Re: [PATCH 08/10] coresight: trbe: Workaround TRBE errat overwrite in FILL mode

From: Suzuki K Poulose <suzuki.poulose@arm.com>
To: Anshuman Khandual <anshuman.khandual@arm.com>,
	linux-arm-kernel@lists.infradead.org
Cc: linux-kernel@vger.kernel.org, coresight@lists.linaro.org,
	will@kernel.org, catalin.marinas@arm.com, james.morse@arm.com,
	mathieu.poirier@linaro.org, mike.leach@linaro.org,
	leo.yan@linaro.org, maz@kernel.org, mark.rutland@arm.com
Subject: Re: [PATCH 08/10] coresight: trbe: Workaround TRBE errat overwrite in FILL mode
Date: Thu, 9 Sep 2021 09:37:08 +0100	[thread overview]
Message-ID: <17d7cd6e-0a56-7636-2154-5b45c1e25955@arm.com> (raw)
In-Reply-To: <3b20c016-446a-1556-745f-7d8a6a2c47e3@arm.com>

On 09/09/2021 05:21, Anshuman Khandual wrote:
> 
> 
> On 9/7/21 3:28 PM, Suzuki K Poulose wrote:
>> On 03/08/2021 11:25, Anshuman Khandual wrote:
>>> 
>>> 
>>> On 7/28/21 7:22 PM, Suzuki K Poulose wrote:
>>>> ARM Neoverse-N2 (#2139208) and Cortex-A710(##2119858) suffers
>>>> from an erratum, which when triggered, might cause the TRBE to
>>>> overwrite the trace data already collected in FILL mode, in the
>>>> event of a WRAP. i.e, the TRBE doesn't stop writing the data,
>>>> instead wraps to the base and could write upto 3 cache line
>>>> size worth trace.
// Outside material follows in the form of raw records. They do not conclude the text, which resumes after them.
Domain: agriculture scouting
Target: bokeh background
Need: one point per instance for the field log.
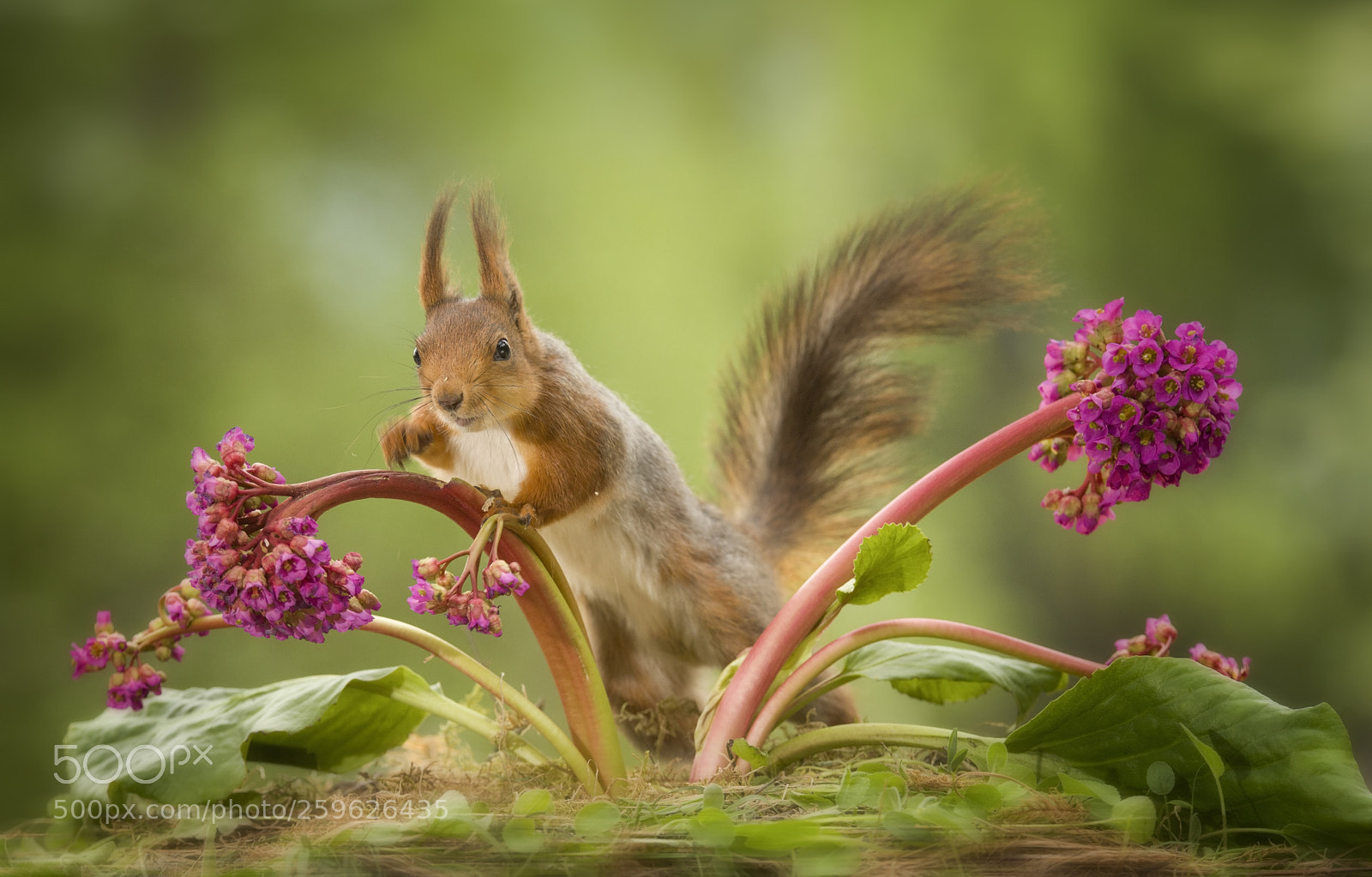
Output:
(212, 217)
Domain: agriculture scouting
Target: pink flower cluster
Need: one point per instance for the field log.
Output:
(1157, 639)
(1154, 408)
(438, 592)
(1221, 664)
(132, 680)
(271, 577)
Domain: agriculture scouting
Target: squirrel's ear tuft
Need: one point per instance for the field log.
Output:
(493, 254)
(432, 267)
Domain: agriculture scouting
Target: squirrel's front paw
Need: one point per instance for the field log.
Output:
(496, 504)
(402, 438)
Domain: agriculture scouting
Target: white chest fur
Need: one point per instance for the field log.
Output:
(594, 545)
(489, 457)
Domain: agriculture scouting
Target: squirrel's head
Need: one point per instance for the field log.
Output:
(478, 357)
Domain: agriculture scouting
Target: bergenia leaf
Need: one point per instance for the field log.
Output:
(194, 744)
(1287, 770)
(944, 674)
(895, 559)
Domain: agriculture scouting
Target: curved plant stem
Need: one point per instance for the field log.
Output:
(460, 660)
(864, 735)
(549, 604)
(777, 706)
(806, 609)
(498, 688)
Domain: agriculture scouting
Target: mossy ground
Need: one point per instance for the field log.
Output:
(432, 808)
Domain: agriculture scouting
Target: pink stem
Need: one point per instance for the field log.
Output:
(553, 616)
(775, 707)
(800, 614)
Thus, this could corrupt the trace at the
>>>> "BASE" pointer.
>>>> 
>>>> The workaround is to program the write pointer 256bytes from
>>>> the base, such that if the erratum is triggered, it doesn't
>>>> overwrite the trace data that was captured. This skipped region
>>>> could be padded with ignore packets at the end of the session,
>>>> so that the decoder sees a continuous buffer with some padding
>>>> at the beginning. The trace data written at the base is
>>>> considered lost as the limit could have been in the middle of
>>>> the perf ring buffer, and jumping to the "base" is not
>>>> acceptable.
>>> 
>>> If the write pointer is guaranteed to have always started beyond 
>>> [base + 256] and then wraps around. Why cannot the initial trace 
>>> at [base .. base + 256] not to be considered for perf ?
>> 
>> Remember that we could be dealing with a region within the larger 
>> ring buffer.
>> 
>> Ring buffer
>> 
>> | write (head + 256) v 
>> \---------xxxxx----------------------------------/ ^
>> ^                   ^ head |                 | Limit
>> Ring buffer end
>> 
>> In this case, you are talking about the area marked as "xxx", which
>> ideally should be appearing just after Limit, in the normal course
>> of the trace without the erratum.
> 
> Right.
> 
>> 
>> Thus leaving the data at [base.. base+256] should be ideally moved
>> to the end (after limit ptr). And :
>> 
>> 1) We don't always have space after the "limit" in the ring
>> buffer. 2) We don't know if the erratum was triggered at all, under
>> the micro architectural conditions.
>> 
>> So, it is ideal to live with this ignoring the trace for now.
> 
> But could not we just do something like this instead.
> 
> - While re-configuring and before starting the trace, pad the entire 
> area i.e [base .. base + 256] with ignore packets.
> 

Ok, we do that now.

> - After an wrap event, push [base .. base + 256] into the perf ring 
> buffer via perf_aux_output_begin()/end() just after normal trace data
> capture (perf ring buffer indices would have got adjusted to accept
> some new buffer data).

How ? The TRBE *is* writing to the perf ring buffer. When the erratum
is triggered, the trace data written at [base ... base + 256] was
supposed to be written to [Limit .. Limit + 256] by the TRBE. So
if at all we want to push those 256bytes into the ring buffer, we have
to *move* 256bytes from "base" to the "Limit" (and pad the buffer at
[base...base + 256]). Now, the Limit was chosen based on the available
space in the ring buffer (or the wakeup). And thus we may not have space
beyond (i.e is outside the head..head+size) the "Limit".

> 
> Afterwards, if the erratum is triggered, real trace is captured. But 
> otherwise, there is always ignore packets for the decoder to parse.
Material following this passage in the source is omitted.